Game DevLog
devlog.gruen.lol
Game DevLog
@devlog.gruen.lol
Making a game. Need a place for notes. Let’s try using a PDS.

Author ⇨ @gruen.us
Going to have to spend a lot of time optimizing for the collision/rope behavior bit. Thankfully, performance hasn't been a huge issue with my approach; but that's not necessarily true for future iterations.

The inspiration for this game ran on like 500MHz computers, so I know it's possible. :)
January 4, 2026 at 4:21 AM
And we can de-tangle ourselves now, too. (Collision and positioning need work, but one thing at a time...)
January 3, 2026 at 2:38 AM
After some review, some decisions:

X-axis: right is positive
Y-axis: down is positive

This will keep things in-line with most 2D systems (against chipmunk.)

Player/game entities will be center-positioned. Other elements TBD. (Godot implements a hybrid approach with offsets—reasonable.)
February 16, 2025 at 3:33 PM
I’m sure more popular engines (e.g., godot) keep this all very tidy. But why not live life in hard mode?

Anyway, we now have a utils/ directory for coordinate system conversions.
February 16, 2025 at 3:23 PM
I have a colleague who likes to say, “There’s the first 80% of a project, and then afterwards comes the second 80%.”
February 15, 2025 at 3:53 PM
Oh! Found a golang port. Nice work, @jakecoffman.com!
GitHub - jakecoffman/cp: A pure Go physics library with no dependencies. Unofficial Chipmunk2D port.
A pure Go physics library with no dependencies. Unofficial Chipmunk2D port. - jakecoffman/cp
github.com
February 7, 2025 at 6:39 PM
This is why it'd be wonderful if avatars were all balls... but if they're circles, it really undermines the illusion of some anthropomorphized being. (While I can assume spherical horses of uniform density while calculating inertia, it doesn't work when walking into walls...)

Anyway, bitmaps it is!
January 31, 2025 at 3:23 PM
The challenge now is how I want to handle if the player is in a confined space as, I had originally intended, the avatar rotation (and its bounding box) is different when standing, walking, and on-rope. If the world would prevent the player from changing state, how do we handle that?
January 31, 2025 at 3:23 PM
... and while I haven't designed any of the characters, I can't imagine scenarios where I can't represent them with a circle or a convex polygon as their bounding box.
January 31, 2025 at 3:23 PM
Maybe some pixels are soft and disintegrate on player contact, but not rope contact, and the player can overwrite that part of the world. Maybe going through material slows them down. Either way, should be computationally efficient. Polygon-on-polygon collisions would be mostly between avatars—easy.
January 31, 2025 at 3:23 PM
So, another approach: maybe just make the world a huge 1-bit bitmap for shape, and map on some additional properties (e.g., material).

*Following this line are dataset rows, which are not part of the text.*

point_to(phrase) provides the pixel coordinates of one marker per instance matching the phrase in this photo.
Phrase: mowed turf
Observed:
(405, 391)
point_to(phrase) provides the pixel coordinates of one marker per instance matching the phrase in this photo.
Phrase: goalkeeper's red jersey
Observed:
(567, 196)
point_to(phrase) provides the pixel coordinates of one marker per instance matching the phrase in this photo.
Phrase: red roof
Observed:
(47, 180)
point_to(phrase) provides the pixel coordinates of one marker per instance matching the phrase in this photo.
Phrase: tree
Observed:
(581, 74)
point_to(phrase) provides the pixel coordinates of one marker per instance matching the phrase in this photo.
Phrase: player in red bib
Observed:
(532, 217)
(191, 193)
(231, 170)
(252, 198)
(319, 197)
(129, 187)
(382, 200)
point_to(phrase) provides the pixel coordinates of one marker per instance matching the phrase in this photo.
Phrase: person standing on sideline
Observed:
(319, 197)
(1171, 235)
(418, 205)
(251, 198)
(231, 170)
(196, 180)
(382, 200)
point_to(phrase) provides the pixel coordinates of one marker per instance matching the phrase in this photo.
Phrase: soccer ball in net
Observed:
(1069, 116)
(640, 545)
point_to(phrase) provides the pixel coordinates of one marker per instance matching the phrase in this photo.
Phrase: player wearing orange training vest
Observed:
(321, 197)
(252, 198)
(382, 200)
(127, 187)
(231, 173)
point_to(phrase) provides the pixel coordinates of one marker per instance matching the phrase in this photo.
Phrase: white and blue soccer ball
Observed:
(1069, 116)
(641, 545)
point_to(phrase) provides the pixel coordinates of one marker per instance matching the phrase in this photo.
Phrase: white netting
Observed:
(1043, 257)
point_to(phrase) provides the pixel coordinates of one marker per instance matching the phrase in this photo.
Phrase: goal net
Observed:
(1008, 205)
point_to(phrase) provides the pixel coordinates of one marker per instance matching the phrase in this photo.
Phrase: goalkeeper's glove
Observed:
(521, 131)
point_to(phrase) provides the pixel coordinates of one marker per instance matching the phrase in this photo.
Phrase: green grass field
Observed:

Collision detection is now a question of "would an avatar's polygon next move overlap a pixel" and, if yes, decide what to do. (Pixels may be different materials.)
January 31, 2025 at 3:23 PM
Further, much of the world (as it is played on and generated) has crevices and holes (read: concave polygons), it introduces additional collision detection issues.

While it's *somewhat* trivial to decompose concave polygons into attached convex ones, it doesn't solve the spline-based complexities.
January 31, 2025 at 3:23 PM
The problem I've had with all low-/no-code tools is that once you learn them well enough to be functional, you're going to massively prefer a text editor/IDE and a command line.